How Should DFC Strengthen its Revised Environmental and Social Policies and Procedures (ESPP)?

DFC’s primary safeguards document, the ESPP, should meet and exceed the highest standards and include requirements at least as robust as what the U.S. requires of the multilateral development banks (MDBs) in which it is a member. BIC encourages DFC to broaden the coverage of safeguards within the ESPP to better address climate, the inclusion of marginalized groups, prevention of SEA/H and reprisals, and access to remedy.

On February 27, 2023, the U.S. International Development Finance Corporation (DFC) opened its revised Environmental and Social Policies and Procedures (ESPP) to public comment for 60 days. The ESPP is DFC’s primary safeguards document and outlines the environmental, social, labor, and human rights requirements for projects that DFC finances globally. On April 28, 2023, BIC joined twelve civil society organizations (CSOs) in submitting a letter detailing overarching recommendations and concerns and sharing specific redline edits on the revised ESPP.

There are several areas where DFC needs to strengthen the revised ESPP, and the joint CSO redline document contains recommendations on improving transparency, human rights alignment, climate requirements, biodiversity protections, stakeholder engagement, and preventing sexual exploitation, abuse and harassment (SEA/H), among other topics. 

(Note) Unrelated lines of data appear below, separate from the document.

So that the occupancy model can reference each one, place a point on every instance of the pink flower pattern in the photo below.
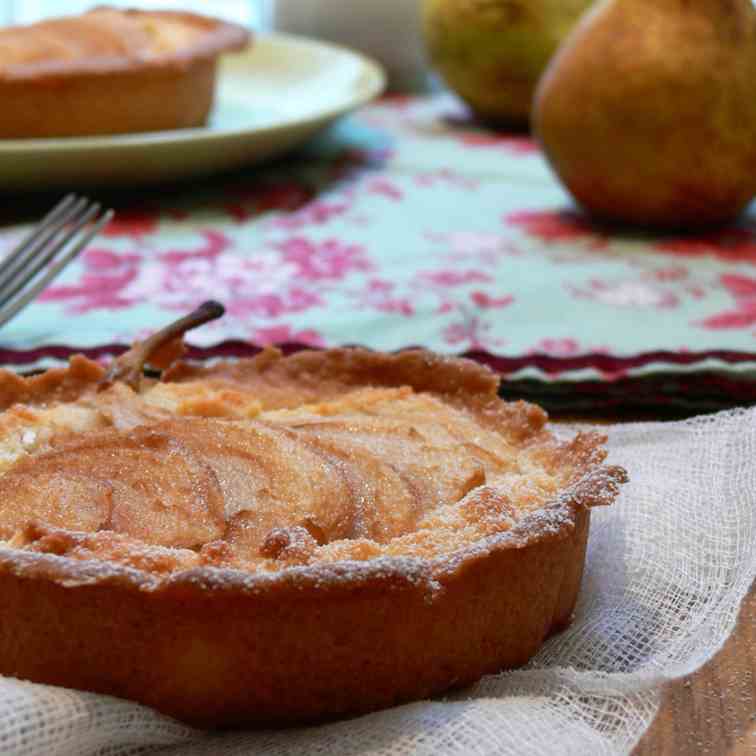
(743, 291)
(415, 224)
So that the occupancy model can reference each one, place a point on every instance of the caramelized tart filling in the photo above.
(229, 470)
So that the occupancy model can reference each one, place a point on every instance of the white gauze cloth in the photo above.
(668, 565)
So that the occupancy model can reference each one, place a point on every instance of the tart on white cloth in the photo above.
(285, 539)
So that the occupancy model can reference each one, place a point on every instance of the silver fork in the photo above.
(53, 243)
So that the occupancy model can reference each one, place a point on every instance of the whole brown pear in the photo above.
(647, 112)
(493, 52)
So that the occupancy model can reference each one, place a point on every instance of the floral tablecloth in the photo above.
(407, 224)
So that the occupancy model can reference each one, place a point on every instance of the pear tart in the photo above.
(111, 71)
(285, 539)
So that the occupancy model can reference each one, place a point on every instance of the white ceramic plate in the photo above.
(269, 99)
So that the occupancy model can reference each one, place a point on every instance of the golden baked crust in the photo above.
(111, 71)
(285, 539)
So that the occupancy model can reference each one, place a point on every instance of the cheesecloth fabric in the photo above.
(668, 566)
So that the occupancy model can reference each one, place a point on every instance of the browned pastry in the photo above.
(282, 540)
(111, 72)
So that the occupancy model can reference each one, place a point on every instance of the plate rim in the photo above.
(375, 86)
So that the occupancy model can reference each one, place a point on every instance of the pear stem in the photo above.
(129, 367)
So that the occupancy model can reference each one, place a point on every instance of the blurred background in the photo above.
(251, 12)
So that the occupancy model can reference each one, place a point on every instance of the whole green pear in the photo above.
(492, 52)
(648, 111)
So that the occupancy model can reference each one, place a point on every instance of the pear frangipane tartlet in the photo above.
(285, 539)
(111, 71)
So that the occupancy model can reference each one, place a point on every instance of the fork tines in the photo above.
(56, 240)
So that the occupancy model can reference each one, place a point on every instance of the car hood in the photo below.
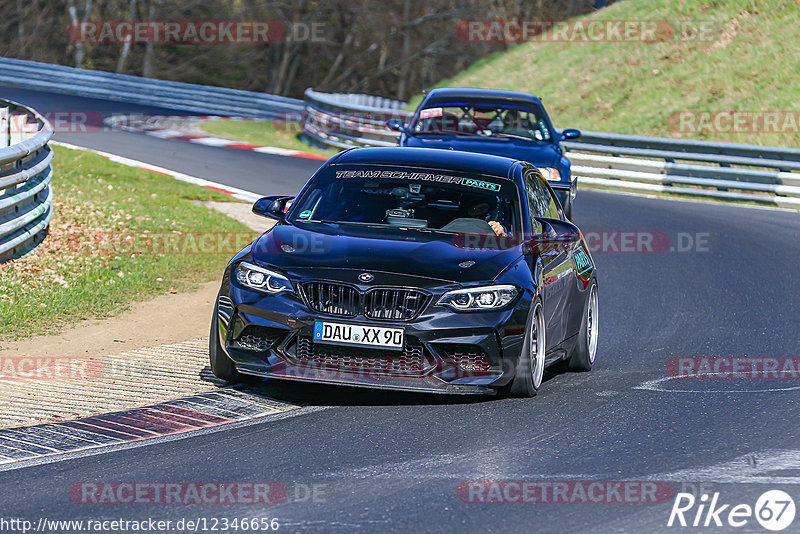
(324, 248)
(542, 155)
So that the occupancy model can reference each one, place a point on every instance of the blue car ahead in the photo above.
(504, 123)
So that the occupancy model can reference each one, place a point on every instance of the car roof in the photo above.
(466, 93)
(429, 158)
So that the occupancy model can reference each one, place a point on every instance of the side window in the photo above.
(553, 210)
(539, 201)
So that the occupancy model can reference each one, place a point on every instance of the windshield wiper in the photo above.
(510, 136)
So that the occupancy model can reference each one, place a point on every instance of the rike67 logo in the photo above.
(774, 510)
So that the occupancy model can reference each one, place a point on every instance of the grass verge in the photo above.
(265, 133)
(108, 245)
(724, 55)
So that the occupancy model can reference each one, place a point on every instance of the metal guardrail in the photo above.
(725, 171)
(26, 198)
(345, 120)
(203, 99)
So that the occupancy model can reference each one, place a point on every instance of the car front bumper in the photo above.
(444, 351)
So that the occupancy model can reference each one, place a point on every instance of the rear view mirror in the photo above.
(274, 207)
(559, 230)
(396, 125)
(570, 133)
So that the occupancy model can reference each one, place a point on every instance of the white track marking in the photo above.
(241, 194)
(655, 385)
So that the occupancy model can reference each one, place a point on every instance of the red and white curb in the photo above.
(240, 194)
(199, 412)
(149, 126)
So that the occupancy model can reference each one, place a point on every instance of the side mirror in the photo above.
(396, 125)
(274, 207)
(570, 133)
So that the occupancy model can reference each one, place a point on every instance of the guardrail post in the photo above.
(25, 192)
(5, 128)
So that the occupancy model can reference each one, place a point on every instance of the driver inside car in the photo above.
(480, 209)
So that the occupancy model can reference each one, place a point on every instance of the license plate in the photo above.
(366, 336)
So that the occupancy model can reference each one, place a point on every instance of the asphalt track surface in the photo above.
(390, 462)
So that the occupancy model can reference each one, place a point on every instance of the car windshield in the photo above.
(406, 198)
(525, 120)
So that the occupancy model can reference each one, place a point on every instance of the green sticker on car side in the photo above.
(470, 182)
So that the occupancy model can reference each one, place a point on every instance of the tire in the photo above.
(530, 367)
(585, 351)
(221, 365)
(568, 207)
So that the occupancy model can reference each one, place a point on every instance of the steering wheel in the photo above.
(466, 225)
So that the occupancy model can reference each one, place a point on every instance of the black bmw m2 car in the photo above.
(411, 269)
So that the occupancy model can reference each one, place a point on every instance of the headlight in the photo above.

In particular, BIC and other endorsing CSOs call on DFC to improve its ESPP to match what the U.S. pushes for at the multilateral development banks (MDBs) in which it is a member. As one of the largest shareholders at the MDBs and historically the most vocal advocate for high environmental, social, and accountability standards at the institutions, the U.S. should demonstrate its commitment to sustainable and inclusive development by holding its own development finance institution to the same standards it calls on the MDBs to meet. A consistent U.S. development policy across DFC and the MDBs is essential for the U.S. to preserve its credibility and leadership with the MDBs, international partners, and project-affected communities. 

We encourage DFC to consider the submitted recommendations and redline edits and hold an additional round of consultations after integrating public comments into the revised ESPP. A single-phase consultation process is inadequate for the scale of DFC's review on its ESPP and not aligned with what the U.S. pushes for on similar policy reviews at the MDBs

Finally, while having a strong ESPP is important, it is of little use without proper implementation and accountability. DFC should allocate ample budget, resources, and training to build the institutional capacity needed to strengthen its due diligence and supervision processes as the new ESPP goes into effect.